O cineasta Z Leão faz uma leitura atual para embasar sua opinião: “O cinema com sotaque nordestino, com sotaque gaúcho e com o nosso amazonês já passou a existir desde o início do século 21. É uma realidade. Escola de samba no Rio de Janeiro leva o Carnaval falando sobre o nordeste, no enredo. Uma série, com as personagens no folclore amazônico, vira sucesso nos canais pagos… Então, um cearense inventa uma nova ‘Rolyúde’, no Nordeste, e vira sucesso na TV pública”, exemplificou.

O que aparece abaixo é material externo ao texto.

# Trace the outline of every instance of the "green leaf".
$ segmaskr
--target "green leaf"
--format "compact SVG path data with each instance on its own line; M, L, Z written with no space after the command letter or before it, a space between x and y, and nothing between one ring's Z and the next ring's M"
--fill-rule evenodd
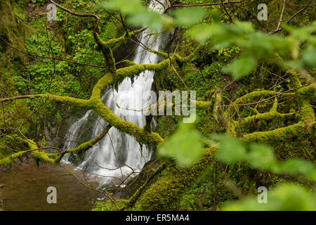
M178 25L192 25L201 21L206 15L202 8L183 8L173 13L175 23Z
M244 52L237 60L223 68L224 72L232 73L235 79L239 79L248 75L257 66L258 61L254 56L248 52Z
M242 141L229 136L216 135L213 139L220 141L216 158L225 163L234 163L244 160L246 149Z
M158 155L174 158L180 167L191 165L202 155L203 145L194 124L181 123L179 129L158 149Z

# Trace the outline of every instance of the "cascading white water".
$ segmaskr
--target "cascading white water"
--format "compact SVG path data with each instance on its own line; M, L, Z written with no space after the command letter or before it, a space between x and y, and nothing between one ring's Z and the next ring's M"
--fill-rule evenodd
M158 12L162 9L162 6L154 1L151 1L149 7ZM161 37L147 35L149 33L148 30L143 32L140 39L142 43L151 49L159 50L159 48L162 45ZM157 60L157 54L145 50L140 45L137 48L133 62L137 64L154 64ZM119 84L117 91L112 89L108 89L102 97L103 101L112 112L122 120L143 127L145 124L144 112L133 111L131 113L131 111L126 112L126 109L140 110L144 108L144 103L147 103L147 105L151 103L147 99L145 99L143 94L151 91L153 77L152 72L145 71L135 79L133 84L131 79L126 78ZM73 148L73 141L78 136L80 129L87 123L91 112L91 111L86 112L82 118L70 127L68 131L70 134L67 138L72 142L67 142L64 146L65 148ZM105 126L107 126L107 123L100 117L98 117L98 121L100 122L97 122L93 127L93 137L98 136ZM113 185L114 181L117 185L119 184L119 179L124 180L131 174L131 177L136 175L150 158L150 149L145 146L141 148L135 138L112 127L103 139L85 153L84 160L78 167L86 169L90 174L96 174L94 176L97 178L100 186ZM66 155L63 162L67 162L69 160L69 155Z

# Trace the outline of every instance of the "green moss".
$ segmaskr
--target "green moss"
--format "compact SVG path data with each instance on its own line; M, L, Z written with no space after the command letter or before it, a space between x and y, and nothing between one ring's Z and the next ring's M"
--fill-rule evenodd
M202 158L192 166L158 180L143 195L138 207L141 210L176 209L185 191L211 165L215 150L214 148L205 149Z

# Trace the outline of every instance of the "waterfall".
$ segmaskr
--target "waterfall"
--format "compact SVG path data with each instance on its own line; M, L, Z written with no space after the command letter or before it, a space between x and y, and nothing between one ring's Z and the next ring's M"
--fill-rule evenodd
M150 8L157 12L162 11L162 6L152 1ZM142 34L141 42L156 51L162 45L160 36L147 35L150 31L145 30ZM137 64L157 63L157 54L145 50L141 45L136 49L133 62ZM109 89L102 96L103 102L115 115L122 120L134 123L140 127L145 124L144 112L139 111L144 108L144 103L149 105L150 100L144 98L144 93L150 91L154 81L154 74L151 71L142 72L133 83L130 78L125 79L119 86L118 91ZM126 110L126 109L138 110ZM67 141L65 149L74 148L76 136L80 130L87 124L88 117L91 111L74 123L67 132ZM93 126L93 138L97 136L107 124L98 117ZM137 175L144 165L151 158L151 150L145 146L140 145L135 138L119 132L112 127L108 134L98 143L84 153L84 160L77 165L80 169L88 172L90 177L96 178L100 186L118 185L120 180L129 176ZM63 162L70 162L70 155L66 154Z

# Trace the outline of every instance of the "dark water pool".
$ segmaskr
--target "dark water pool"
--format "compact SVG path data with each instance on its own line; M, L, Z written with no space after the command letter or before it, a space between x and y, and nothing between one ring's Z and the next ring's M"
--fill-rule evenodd
M0 170L4 210L91 210L98 198L104 198L67 173L59 166L41 164L37 169L31 160L13 165L12 179L10 170ZM47 202L49 186L57 189L57 204Z

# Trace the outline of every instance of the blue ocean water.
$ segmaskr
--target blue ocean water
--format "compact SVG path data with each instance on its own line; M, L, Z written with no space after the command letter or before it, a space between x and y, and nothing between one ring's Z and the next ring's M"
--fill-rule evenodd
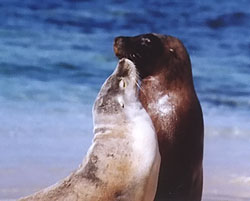
M34 191L38 180L52 182L82 160L92 104L117 63L118 35L180 38L191 56L206 136L250 142L249 8L247 0L1 0L0 198Z

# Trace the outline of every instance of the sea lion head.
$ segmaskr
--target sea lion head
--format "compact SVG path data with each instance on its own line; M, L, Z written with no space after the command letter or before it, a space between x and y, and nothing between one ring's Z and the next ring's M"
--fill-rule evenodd
M163 43L155 34L142 34L134 37L119 36L114 40L114 51L116 56L132 60L145 77L150 74L152 66L163 54Z
M121 59L101 87L93 107L93 116L114 116L124 114L126 108L137 101L137 70L132 61Z
M132 60L142 79L159 71L165 71L169 81L192 77L186 48L172 36L155 33L119 36L114 40L114 52L119 59Z

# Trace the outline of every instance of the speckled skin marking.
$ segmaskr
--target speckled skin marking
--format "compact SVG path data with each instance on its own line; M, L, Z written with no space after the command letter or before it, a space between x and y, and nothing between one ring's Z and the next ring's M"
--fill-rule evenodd
M118 58L129 58L142 78L140 101L158 136L161 168L156 201L200 201L203 116L189 55L175 37L117 37Z
M81 166L21 201L153 201L160 154L136 82L134 64L120 60L94 103L95 135Z

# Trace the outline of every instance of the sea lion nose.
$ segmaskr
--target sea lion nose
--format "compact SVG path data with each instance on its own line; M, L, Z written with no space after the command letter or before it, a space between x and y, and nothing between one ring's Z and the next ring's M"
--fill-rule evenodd
M116 37L114 40L114 52L118 58L122 58L123 49L125 48L126 38L123 36Z
M124 37L119 36L115 38L114 47L122 47L124 43Z

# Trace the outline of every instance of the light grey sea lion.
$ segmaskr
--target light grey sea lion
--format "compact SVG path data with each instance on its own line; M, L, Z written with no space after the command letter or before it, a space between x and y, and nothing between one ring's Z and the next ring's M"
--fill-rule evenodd
M152 121L138 100L137 71L121 59L93 107L94 139L81 166L21 201L153 201L160 154Z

Z Leão resumiu. “Sinceramente, temos bons atrativos com nossas histórias. E quando nos mostramos na tela, o reconhecimento sempre vem. O gargalo é, realmente, a falta de investimentos nos criativos talentos locais, e é aí que vamos pôr, mais ainda, para fora, os nossos bichos, ou melhor dizendo, somos a linda novidade de histórias que o entretenimento do audiovisual tanto quer e necessita ver, mas ainda, vivemos num Brasil audiovisual que o Brasil não conhece”, lamentou.

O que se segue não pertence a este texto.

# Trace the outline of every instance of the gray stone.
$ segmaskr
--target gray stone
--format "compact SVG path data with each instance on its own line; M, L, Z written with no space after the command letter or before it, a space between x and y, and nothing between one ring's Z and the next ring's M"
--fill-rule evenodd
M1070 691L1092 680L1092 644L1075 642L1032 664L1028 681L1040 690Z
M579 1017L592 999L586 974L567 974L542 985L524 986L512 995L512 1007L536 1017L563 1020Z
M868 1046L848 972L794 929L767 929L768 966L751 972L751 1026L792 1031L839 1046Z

Ao final da reportagem, Sérgio Carvalho comentou sobre os passos para levar “Noites Alienígenas” para o grande público. “No momento, estamos cuidando da distribuição do filme. Vamos entrar em 50 salas de todo o País, por via da Vitrine Filmes, que entrou em parceria com a gente, mesmo antes do festival de gramado, ou seja: tivemos muita sorte porque ela está nos dando todo o suporte, com uma estrutura inédita para um filme do Norte do País. Quanto a novos projetos, temos muitos, mas, ainda nenhum escolhido”, finalizou.
Sinopse
Rio Branco, Acre, cidade amazônica nas proximidades da fronteira com Peru e Bolívia, vem sofrendo os impactos das recentes mudanças das rotas de tráfico, que chegaram com violência na Amazônia brasileira. Filho de Beatriz (Joana Gatis), Rivelino (Gabriel Knoxx) é o jovem rapper e grafiteiro que deixa sua arte em forma de nave espacial pelos muros da cidade. “Aviãozinho” de um traficante das antigas, Alê (Chico Diaz), que não se rende ao modelo do crime organizado que, a cada dia, ganha mais espaço, de forma violenta, nas periferias de Rio Branco.

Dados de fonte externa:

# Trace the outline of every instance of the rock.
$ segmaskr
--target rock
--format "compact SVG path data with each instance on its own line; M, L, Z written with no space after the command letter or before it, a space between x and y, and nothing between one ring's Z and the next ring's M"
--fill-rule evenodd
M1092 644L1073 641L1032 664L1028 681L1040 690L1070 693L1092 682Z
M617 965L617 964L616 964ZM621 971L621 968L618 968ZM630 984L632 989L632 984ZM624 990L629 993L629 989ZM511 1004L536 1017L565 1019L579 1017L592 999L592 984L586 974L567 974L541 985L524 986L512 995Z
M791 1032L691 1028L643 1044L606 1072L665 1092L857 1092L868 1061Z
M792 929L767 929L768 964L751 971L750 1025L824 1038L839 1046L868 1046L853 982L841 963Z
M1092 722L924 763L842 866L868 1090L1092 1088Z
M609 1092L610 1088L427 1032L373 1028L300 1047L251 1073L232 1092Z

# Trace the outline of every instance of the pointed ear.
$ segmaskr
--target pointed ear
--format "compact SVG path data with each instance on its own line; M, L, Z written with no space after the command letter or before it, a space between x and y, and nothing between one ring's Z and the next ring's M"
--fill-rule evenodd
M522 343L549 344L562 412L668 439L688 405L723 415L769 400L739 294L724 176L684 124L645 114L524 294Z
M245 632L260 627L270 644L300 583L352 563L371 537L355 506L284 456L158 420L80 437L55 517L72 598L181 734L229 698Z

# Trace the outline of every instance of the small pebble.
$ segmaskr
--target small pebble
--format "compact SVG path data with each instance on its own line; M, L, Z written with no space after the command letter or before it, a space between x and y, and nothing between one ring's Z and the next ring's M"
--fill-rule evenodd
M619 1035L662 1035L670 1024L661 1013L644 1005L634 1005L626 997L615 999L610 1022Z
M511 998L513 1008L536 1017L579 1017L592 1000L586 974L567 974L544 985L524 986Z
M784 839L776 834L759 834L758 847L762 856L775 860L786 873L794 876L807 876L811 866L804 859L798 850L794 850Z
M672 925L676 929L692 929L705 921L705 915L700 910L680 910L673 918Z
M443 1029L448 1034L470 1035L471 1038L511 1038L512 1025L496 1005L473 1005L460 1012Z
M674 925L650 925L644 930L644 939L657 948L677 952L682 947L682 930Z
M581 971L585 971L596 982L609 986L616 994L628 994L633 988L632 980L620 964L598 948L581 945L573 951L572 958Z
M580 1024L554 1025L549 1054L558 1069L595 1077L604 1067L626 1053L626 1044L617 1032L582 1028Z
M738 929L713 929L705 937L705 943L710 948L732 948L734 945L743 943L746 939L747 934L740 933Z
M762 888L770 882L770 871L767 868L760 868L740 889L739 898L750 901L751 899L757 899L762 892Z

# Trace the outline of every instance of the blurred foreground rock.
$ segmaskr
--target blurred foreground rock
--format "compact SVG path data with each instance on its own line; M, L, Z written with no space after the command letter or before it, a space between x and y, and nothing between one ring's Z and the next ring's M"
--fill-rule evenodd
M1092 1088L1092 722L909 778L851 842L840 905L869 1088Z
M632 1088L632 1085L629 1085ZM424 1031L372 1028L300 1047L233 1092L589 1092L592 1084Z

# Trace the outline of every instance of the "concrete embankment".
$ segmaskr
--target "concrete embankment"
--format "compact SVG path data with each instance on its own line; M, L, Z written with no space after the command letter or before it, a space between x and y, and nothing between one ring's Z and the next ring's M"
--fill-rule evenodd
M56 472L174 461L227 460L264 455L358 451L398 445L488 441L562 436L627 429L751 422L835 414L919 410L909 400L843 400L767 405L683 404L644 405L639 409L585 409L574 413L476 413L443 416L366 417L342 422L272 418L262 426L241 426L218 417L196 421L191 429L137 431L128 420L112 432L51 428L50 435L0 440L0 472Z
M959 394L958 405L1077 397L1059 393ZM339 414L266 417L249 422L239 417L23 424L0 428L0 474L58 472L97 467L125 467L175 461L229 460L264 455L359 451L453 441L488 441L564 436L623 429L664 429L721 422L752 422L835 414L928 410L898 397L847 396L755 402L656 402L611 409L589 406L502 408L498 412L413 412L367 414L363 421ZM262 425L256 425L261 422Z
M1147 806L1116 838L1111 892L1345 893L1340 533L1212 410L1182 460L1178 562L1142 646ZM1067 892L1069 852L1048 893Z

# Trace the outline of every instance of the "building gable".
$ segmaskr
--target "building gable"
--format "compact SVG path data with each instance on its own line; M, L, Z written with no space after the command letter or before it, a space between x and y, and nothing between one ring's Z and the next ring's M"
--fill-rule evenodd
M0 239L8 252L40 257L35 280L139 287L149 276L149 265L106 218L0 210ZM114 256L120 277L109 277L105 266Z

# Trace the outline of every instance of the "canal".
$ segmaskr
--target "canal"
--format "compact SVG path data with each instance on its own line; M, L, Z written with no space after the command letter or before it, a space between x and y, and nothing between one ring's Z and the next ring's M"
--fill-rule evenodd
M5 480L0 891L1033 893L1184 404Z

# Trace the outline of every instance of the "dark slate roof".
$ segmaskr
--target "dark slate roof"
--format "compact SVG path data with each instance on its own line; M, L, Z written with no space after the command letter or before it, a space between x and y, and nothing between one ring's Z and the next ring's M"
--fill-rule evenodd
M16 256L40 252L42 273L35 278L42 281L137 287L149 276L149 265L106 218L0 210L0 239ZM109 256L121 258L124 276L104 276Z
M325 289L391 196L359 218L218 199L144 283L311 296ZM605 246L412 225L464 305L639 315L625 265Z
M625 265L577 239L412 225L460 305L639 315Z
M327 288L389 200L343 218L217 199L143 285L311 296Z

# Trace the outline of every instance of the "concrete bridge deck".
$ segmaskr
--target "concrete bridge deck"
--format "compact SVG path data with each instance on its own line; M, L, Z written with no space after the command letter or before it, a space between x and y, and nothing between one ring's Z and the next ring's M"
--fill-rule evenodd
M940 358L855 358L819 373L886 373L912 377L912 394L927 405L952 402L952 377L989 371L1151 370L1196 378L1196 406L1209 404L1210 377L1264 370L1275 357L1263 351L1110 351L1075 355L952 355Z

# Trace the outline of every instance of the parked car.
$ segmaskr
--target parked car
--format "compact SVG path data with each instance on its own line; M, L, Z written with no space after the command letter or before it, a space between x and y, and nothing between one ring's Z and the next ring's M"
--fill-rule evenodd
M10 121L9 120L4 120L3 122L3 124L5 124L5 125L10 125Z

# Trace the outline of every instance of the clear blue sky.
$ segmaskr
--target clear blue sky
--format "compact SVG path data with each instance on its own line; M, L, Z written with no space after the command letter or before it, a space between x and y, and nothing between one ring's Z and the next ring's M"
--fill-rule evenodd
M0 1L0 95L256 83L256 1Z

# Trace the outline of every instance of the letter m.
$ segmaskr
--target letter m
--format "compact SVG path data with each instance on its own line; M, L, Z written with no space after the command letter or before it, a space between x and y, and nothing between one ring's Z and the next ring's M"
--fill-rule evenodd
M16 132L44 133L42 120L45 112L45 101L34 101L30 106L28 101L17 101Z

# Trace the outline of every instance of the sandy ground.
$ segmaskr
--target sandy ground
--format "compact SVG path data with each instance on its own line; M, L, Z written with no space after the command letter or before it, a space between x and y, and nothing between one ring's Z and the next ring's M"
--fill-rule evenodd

Já Paulo (Adanilo Reis) é um jovem indígena, dependente químico, que é assombrado pela ancestralidade de seu povo e, também, enfrenta seu vício em pasta base de cocaína. Filho de Marta (Chica Arara), indígena e evangélica, que frente ao vício do filho, acaba por buscar suas raízes. Sandra (Gleice Damasceno), jovem negra e empoderada, mãe do filho de Paulo, tem na cultura Hip Hop um refúgio e espaço de resistência.
O destino destes três jovens da periferia se encontra de maneira trágica e redentora. Neste sentido, o filme traz uma Amazônia urbana ainda pouco mostrada e conhecida, que na negação de sua identidade de floresta acaba por revelar dramas identitários profundos em toda uma geração. Com toques de realismo mágico, “Noites Alienígenas” aborda resistência, ancestralidade e juventude em um Brasil cada dia mais bélico e autoritário, que nega suas raízes formadoras: negra e indígena.